A fiber locator is a tool or service that is used to discover and distribute information on where fiber optic infrastructure exists. These tools are often used by network operators, telecom providers, VARs, IT teams, and MSPs to determine if a specific building is lit with fiber, or for buildings that are not lit, where the closest fiber infrastructure exists. Fiber lit buildings refer to on-net buildings that are already terminated with fiber from one or more providers.
Automating how you communicate your serviceability helps you compete for more sales, enables your sales team to focus on selling, and it creates a better experience for your customers and your sales team.
Ecosystems have become a way of business in the world of connectivity. Ecosystems increase visibility, encourage collaboration, and they open the door to a whole host of opportunities for wholesale sellers. Participating in the right communities opens up a lot of doors for your business to scale and thus should be a focus of your business.
In any selling process, pricing will ultimately be a factor, and the connectivity industry is no exception. At Connectbase, we help our customers approach pricing from a few important and strategic angles.
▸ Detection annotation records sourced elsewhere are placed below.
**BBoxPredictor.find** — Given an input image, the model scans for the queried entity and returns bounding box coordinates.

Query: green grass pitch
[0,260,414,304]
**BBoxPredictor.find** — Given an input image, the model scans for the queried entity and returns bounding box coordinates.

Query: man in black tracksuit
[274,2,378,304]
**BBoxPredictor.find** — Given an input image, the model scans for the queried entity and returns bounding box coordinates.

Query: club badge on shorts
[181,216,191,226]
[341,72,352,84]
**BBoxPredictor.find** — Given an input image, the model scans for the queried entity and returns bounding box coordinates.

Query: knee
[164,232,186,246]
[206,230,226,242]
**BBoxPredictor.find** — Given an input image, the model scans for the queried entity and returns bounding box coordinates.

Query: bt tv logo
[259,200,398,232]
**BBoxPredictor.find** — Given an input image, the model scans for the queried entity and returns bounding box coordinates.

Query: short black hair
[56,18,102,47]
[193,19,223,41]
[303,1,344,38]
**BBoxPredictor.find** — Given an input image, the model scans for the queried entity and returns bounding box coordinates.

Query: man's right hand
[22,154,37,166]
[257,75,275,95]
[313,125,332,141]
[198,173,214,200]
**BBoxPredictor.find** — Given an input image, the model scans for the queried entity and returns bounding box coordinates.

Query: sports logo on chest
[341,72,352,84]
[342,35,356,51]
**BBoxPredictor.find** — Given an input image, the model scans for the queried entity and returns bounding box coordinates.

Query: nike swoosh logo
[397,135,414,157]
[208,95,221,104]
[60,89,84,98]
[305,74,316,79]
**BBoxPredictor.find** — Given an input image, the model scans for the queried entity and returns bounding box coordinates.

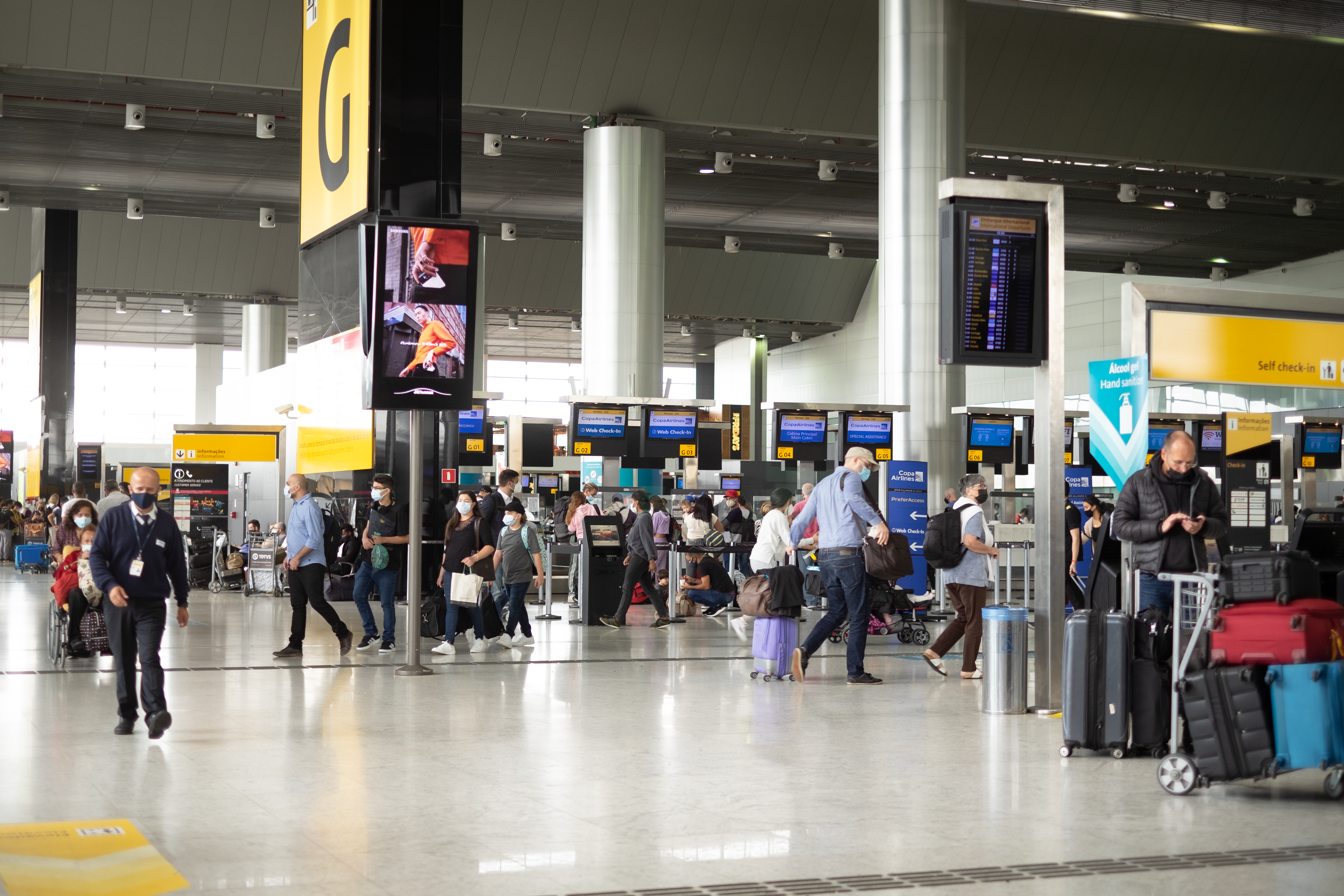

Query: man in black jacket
[1111,430,1228,611]
[89,466,188,739]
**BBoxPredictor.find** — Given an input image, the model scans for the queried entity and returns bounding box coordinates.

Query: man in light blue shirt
[789,446,891,685]
[274,473,355,657]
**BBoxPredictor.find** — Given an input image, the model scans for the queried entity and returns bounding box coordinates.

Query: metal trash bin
[980,606,1027,715]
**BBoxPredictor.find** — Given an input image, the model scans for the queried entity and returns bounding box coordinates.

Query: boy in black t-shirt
[681,551,738,617]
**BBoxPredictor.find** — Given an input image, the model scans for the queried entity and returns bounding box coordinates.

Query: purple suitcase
[751,617,798,681]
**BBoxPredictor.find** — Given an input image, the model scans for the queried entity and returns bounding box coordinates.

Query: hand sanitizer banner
[1087,355,1148,489]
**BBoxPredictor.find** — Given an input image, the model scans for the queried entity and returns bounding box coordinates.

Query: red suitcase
[1209,598,1344,666]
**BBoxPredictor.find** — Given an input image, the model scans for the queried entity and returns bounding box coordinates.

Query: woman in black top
[434,492,495,653]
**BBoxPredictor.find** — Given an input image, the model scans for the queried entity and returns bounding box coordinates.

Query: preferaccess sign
[298,0,371,245]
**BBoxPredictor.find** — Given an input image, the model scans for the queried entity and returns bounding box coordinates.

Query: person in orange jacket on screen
[398,305,457,376]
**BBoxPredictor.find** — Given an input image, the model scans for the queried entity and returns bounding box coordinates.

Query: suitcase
[1180,666,1274,780]
[1209,598,1344,666]
[1059,610,1133,759]
[751,617,798,681]
[79,610,111,653]
[1265,661,1344,770]
[1218,551,1321,603]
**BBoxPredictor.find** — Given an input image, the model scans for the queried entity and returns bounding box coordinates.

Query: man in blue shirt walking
[274,473,355,657]
[789,446,891,685]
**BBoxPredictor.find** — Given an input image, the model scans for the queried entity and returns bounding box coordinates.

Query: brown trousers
[930,584,985,672]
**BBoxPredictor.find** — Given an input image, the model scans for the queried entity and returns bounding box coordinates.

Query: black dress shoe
[145,709,172,740]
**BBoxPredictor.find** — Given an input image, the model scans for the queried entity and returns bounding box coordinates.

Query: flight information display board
[938,199,1047,367]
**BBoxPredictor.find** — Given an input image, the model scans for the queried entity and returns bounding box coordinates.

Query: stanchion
[393,411,434,676]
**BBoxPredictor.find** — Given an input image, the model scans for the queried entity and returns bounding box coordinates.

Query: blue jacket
[89,501,189,607]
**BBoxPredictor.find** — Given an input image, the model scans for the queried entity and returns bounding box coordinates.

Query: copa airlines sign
[298,0,371,243]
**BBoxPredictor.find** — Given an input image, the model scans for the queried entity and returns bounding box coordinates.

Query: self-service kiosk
[579,516,625,626]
At Connectbase, our goal is to provide a better way to execute a near-net analysis and give you a more accurate view of these opportunities. To do this, we look at access point locations and calculate the Right of Way path and distance for a fiber build from access point to rooftop address point, calculating both the public right of way distance such as the road and the private right of way distance across the parcel, penetrating the building footprint and terminating inside of the building.
Near-net buildings can be defined as:
Near-net buildings are locations that are just a short build away from the buildings that you already service (on-net buildings).
When you’re looking at your total addressable market you have to look at both your on-net building lists as well as your near-net opportunities to fully realize the size of your opportunity.
A total addressable market is a combination of a network provider’s on-net and near-net buildings. Most network providers already understand their on-net footprint, though there are varying degrees of how well this data is managed from organization to organization. But, assuming your on-net footprint data is accurate, your next step is to get an understanding of all of your near-net opportunities. This is done by running a near-net analysis.